The new “nibbling” technique we are using is actually not new at all. It is something I learned before I was even involved in MySQL very much. The context is in some old blog posts I wrote about archiving and purging. The idea is to fetch a row and use that as the lower bound of the first chunk (or “nibble” – we use the terms pretty interchangeably) of rows. Then use a SELECT with a LIMIT to find the upper boundary of the nibble, as well as the lower bound of the next nibble. After processing the nibble, repeat the steps with the lower bound of the next nibble. The disadvantage of this process is that there is quite a bit of code complexity when you get multi-column indexes, with NULL-able columns adding a whole new twist to the game. However, this is long since solved, and we have a reliable and well-tested library of routines for dealing with this. In return we get predictable behavior on practically any table with an index, even if it isn’t a unique index. The only remaining edge case is when a non-unique index contains a range of identical values that is larger than the desired chunk size, but that is easily detected and handled in application-specific ways.
The result of the work we’ve been doing recently, replacing “chunking” with “nibbling” in pt-table-checksum and pt-online-schema-change, is reliable and safe nibbling behavior. This has the further benefit of allowing us to do much more sophisticated techniques, such as dynamically varying the size of each chunk of rows in response to changing conditions such as server load or varying row size and complexity. Our recent tools are designed to target a predictable query time for each nibble, rather than a specific number of rows. I am happy to report that, in extensive real-world usage, they are able to stay extremely close to the target time even as conditions vary dramatically.

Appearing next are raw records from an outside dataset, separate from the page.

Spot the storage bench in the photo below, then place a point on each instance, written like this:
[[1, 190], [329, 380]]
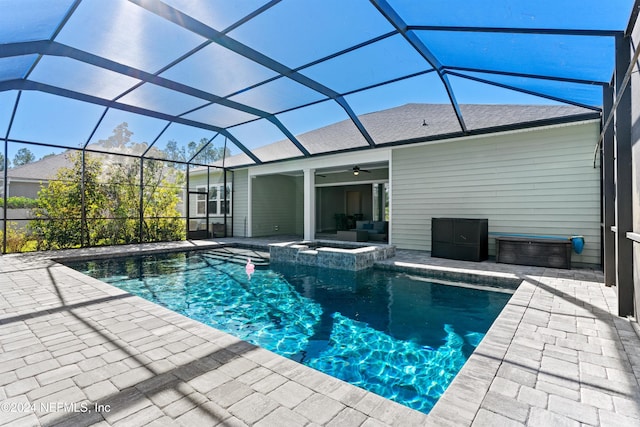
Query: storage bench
[[542, 252]]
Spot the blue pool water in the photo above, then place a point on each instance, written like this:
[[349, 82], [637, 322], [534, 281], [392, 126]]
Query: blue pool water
[[401, 337]]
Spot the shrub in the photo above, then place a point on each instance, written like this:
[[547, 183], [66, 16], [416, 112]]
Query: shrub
[[18, 202]]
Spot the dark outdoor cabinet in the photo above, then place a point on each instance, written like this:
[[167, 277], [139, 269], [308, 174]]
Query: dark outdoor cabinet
[[542, 252], [460, 238]]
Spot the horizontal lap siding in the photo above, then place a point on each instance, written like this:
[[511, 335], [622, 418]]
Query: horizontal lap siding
[[540, 182]]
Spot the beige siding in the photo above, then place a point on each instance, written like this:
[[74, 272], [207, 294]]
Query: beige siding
[[540, 182], [240, 202]]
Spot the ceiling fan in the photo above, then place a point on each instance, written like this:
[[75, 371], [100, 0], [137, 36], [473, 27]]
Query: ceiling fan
[[357, 170]]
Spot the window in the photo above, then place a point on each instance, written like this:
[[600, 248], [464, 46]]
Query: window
[[219, 200], [201, 199]]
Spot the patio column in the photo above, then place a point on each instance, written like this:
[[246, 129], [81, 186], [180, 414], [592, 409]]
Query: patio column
[[309, 190]]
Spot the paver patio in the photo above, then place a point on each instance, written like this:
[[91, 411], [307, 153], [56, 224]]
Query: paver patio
[[76, 351]]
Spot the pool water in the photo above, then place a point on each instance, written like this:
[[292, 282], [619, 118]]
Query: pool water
[[401, 337]]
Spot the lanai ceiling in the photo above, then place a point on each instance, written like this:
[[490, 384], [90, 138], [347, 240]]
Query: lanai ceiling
[[248, 74]]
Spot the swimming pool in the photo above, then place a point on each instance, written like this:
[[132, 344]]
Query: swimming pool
[[402, 337]]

 Although in theory you can operate on the first column in a multi-column index, real-world experience shows that the first column in such indexes tends to have low cardinality, thus creating enormous chunks. And although it is possible to treat date, timestamp, and some other types as numeric, in practice it is very difficult. What number corresponds to 0000-00-00? Our attempts to create algorithms that would work on non-numeric types such as character-based columns were tremendously difficult and the results were discouraging; again, in the real world it doesn’t work well.